The Operator’s Manual: One Command at a Time

Part 5 of 6 in the Heikin Ashi series.

The Two Claudes pattern describes two modes: chat for thinking, code for building. After deploying the Heikin Ashi service and spending an unexpectedly large fraction of the project debugging it, I realized the pattern was missing a third mode that I had been doing badly without naming. The previous post dealt with preventing boundary failures through verification at build, deploy, and runtime. This one deals with what happens after prevention is exhausted — when the system is running, something is wrong, and the loop between the human and the AI has to find the cause.

The third mode is operational: chat used not for design and not for implementation, but for guiding the human through a live debugging session against a running system.

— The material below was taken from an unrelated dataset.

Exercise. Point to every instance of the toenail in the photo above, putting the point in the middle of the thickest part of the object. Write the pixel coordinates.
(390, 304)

It looks superficially like design chat — same surface, same model, same conversational rhythm — but it has different rules, different failure modes, and a different definition of “useful response.” Treating it as design chat is a categorical error that costs hours.

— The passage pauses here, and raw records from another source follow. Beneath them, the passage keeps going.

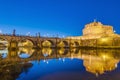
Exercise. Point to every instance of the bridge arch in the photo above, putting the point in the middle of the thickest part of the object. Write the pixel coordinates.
(25, 52)
(76, 44)
(26, 43)
(63, 44)
(48, 43)
(3, 42)
(63, 51)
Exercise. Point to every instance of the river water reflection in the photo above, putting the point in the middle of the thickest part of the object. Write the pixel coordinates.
(59, 64)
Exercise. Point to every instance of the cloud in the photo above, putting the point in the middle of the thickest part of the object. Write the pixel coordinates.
(28, 33)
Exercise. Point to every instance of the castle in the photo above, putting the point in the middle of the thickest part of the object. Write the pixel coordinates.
(96, 30)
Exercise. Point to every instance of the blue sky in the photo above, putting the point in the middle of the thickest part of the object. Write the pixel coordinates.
(62, 17)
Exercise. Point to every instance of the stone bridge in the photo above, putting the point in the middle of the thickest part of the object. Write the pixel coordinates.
(37, 41)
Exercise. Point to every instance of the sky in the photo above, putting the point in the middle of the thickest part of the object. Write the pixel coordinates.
(52, 17)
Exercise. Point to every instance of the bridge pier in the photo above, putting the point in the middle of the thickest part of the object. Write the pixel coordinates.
(13, 45)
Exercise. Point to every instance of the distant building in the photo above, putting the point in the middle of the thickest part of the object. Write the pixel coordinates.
(96, 30)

This post is an attempt to name the mode, articulate its discipline, and describe where my own session repeatedly violated it.

What operational chat actually is

A concrete example. The Lambda is deployed. It returns Runtime.BadFunctionCode. I paste the error into chat. The AI proposes a hypothesis. I run a command. I paste the output. The AI proposes the next step. Repeat until the system runs.

That loop is not a conversation about how the system should be designed. It is a structured exchange where:

The human’s terminal is the only source of ground truth.
The AI’s role is to direct attention, not to produce solutions.
Every claim must be reducible to the next observable check.
Each command’s output may invalidate the next step the AI was about to propose.

The third bullet is the one most often violated. In design chat, the AI’s value is partly proportional to how much synthesis it produces per turn — comparison tables, considered options, weighed trade-offs. In operational chat, that same density is actively harmful, because it commits to a chain of reasoning before the data is in.

The shift is from “produce the best answer” to “produce the next observable step.” Design chat optimizes for fluency. Operational chat optimizes for falsifiability.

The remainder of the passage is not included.